Small businesses across the country are struggling as they work to fully reopen and bring back employees. Along with labor shortages, supply chain issues, hot inflation, and government disincentives still lingering from the COVID-19 lockdowns, the cost of health coverage continues to weigh on their bottom lines and competitiveness.
Unfortunately, the solutions being advocated and advanced by Washington are totally misaligned with what small businesses need. Leading health care bills gaining traction in Congress are pushing for more government intervention and control. In contrast, small business owners want the opposite, according to a new Morning Consult survey conducted by our organization.
Not surprisingly, according to the survey, small business owners want what’s best for their employees, which is a key reason they provide health coverage. When asked to identify the biggest benefit of offering health insurance, helping employees stay healthy and productive tops the list (58%), followed by efforts to support recruitment and retainment.
Furthermore, small business owners believe that government does not know best when it comes to health care: 72% of small business owners agree that employers and employees, not the government, should decide which health plan to offer workers.

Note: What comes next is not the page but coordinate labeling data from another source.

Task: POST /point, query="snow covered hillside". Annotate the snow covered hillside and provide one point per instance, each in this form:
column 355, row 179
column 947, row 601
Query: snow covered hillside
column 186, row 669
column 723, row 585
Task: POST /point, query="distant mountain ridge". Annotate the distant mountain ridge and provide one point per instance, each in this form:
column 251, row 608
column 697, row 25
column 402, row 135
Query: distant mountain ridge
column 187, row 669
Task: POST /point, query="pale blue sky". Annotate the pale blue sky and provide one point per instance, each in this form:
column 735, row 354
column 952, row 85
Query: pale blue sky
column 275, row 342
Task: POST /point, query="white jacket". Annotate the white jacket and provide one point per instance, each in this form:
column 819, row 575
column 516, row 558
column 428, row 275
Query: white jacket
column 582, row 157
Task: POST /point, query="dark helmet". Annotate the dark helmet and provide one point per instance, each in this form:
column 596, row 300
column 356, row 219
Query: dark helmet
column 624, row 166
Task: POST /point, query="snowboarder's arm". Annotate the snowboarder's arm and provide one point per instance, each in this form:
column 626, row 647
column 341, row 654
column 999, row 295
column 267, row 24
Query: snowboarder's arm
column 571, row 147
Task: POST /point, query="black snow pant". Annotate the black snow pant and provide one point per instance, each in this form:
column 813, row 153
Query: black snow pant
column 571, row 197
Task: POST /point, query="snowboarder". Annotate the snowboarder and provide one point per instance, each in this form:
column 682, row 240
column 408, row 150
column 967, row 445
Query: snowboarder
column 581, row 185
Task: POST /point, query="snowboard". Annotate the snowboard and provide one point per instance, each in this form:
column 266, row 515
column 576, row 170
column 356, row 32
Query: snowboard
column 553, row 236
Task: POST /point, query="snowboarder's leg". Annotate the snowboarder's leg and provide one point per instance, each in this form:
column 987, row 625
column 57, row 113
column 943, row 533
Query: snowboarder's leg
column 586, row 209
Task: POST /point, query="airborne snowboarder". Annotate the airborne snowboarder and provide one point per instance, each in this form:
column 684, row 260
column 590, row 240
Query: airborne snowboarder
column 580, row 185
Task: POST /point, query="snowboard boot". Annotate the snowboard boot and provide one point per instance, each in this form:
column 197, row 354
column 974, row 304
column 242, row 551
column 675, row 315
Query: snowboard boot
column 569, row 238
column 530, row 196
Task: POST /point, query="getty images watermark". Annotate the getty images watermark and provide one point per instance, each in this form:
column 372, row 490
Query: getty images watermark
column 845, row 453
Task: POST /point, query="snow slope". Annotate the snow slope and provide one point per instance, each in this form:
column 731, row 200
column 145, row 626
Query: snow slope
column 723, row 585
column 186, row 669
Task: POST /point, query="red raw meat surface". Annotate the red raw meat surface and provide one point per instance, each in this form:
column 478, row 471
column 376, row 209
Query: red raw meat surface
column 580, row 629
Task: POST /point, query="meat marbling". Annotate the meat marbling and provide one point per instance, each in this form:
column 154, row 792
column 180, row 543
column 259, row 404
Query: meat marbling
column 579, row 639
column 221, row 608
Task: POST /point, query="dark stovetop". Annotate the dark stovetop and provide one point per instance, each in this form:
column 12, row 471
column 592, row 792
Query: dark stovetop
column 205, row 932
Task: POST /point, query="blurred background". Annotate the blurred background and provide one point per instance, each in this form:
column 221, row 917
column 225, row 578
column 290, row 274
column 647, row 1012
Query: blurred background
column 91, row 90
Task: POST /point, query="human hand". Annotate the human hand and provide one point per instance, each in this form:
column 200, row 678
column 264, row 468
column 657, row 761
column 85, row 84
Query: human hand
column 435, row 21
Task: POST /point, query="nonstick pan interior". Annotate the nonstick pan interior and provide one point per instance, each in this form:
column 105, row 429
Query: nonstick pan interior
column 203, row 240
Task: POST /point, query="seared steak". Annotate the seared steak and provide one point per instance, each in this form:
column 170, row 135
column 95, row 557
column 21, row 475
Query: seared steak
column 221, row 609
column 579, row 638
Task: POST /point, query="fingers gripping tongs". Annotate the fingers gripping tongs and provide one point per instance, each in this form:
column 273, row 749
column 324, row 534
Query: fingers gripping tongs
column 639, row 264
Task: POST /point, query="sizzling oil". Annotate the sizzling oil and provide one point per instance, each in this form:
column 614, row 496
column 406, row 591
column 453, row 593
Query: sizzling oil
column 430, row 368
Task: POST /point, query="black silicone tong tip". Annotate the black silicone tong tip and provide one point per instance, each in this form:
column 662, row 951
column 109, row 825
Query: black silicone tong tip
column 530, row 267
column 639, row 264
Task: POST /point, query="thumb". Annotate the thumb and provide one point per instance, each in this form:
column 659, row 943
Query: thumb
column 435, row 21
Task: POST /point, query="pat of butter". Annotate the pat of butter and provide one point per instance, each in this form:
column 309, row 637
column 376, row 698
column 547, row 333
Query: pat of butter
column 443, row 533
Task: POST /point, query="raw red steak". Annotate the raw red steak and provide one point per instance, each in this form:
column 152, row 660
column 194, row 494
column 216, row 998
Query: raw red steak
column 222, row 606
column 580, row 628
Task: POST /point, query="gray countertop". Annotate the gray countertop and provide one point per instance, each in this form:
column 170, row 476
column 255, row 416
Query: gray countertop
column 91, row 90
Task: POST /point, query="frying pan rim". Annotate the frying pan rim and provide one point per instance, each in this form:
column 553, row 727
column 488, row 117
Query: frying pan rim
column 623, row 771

The survey finds that small businesses are struggling to offer employees the options they want and can afford. More than half (55%) of small business owners cite the high costs of health insurance as a barrier to participation and offering coverage, and 39% say regular increases in costs are a major burden. The availability of small businesses-friendly plans and “low buying power for small businesses” are also cited as big barriers by business owners.
Only 17% agree that employer health care solutions available to them have kept up with the changing times.
If you think these challenges are the same ones we’ve heard many times over and over the course of many years, you would be correct. These are the problems that interventionist-type policies, like the “Affordable Care Act” (ACA), were supposed to fix – “more affordable care” and more “insurance options.” What happened? We got more government, which has resulted in higher health care costs and still limited choices for small businesses.
And President Joe Biden wants to double down by strengthening the ACA through more government intervention, which he claims would (you guessed it) give Americans “more choice, reducing health care costs, and making our health care system less complex to navigate.”
As our economy recovers and ramps up for what should be an exciting economic revival, it is clear that small businesses continue to struggle with a health care landscape that only exacerbates their existing challenges. It doesn’t have to be this way. More government is not the answer. Simple, targeted solutions would help small businesses “build back better” and navigate this hopeful yet challenging period of time.
More than three-quarters of small business owners favor tax credits and financial incentives for both businesses and individuals to help purchase coverage. According to the survey, they want more transparency across the health care system - 87% favor greater transparency from hospitals about costs so that patients can plan ahead and aren’t bankrupted by surprise bills. Moreover, small business owners were least supportive of allowing the federal government to determine the price of prescription drugs or which prescription drugs are covered in Medicare when polled on all potential policies for lawmakers to address health care costs.
Again, small business owners want transparency, minimal government intervention, and financial incentives to support their efforts to provide health coverage options for employees. Choice in health coverage – not one-size-fits-all coverage - is widely favored by 87% of Democrat small business owners and 84% of Republican small business owners to help them meet growing employee needs.
Small business owners and their employees were forced to massively shift their thinking and operations during the pandemic. It’s time for Congress and the federal government to do the same by moving away from the interventionist approach on health care. Instead of mandates, small businesses need incentives and innovation. Instead of behind-the-scenes price negotiations, small businesses need transparency. If Congress wants to get health care reform right, they need to listen to our nation’s small business owners.
• Karen Kerrigan is president & CEO of the Small Business & Entrepreneurship Council.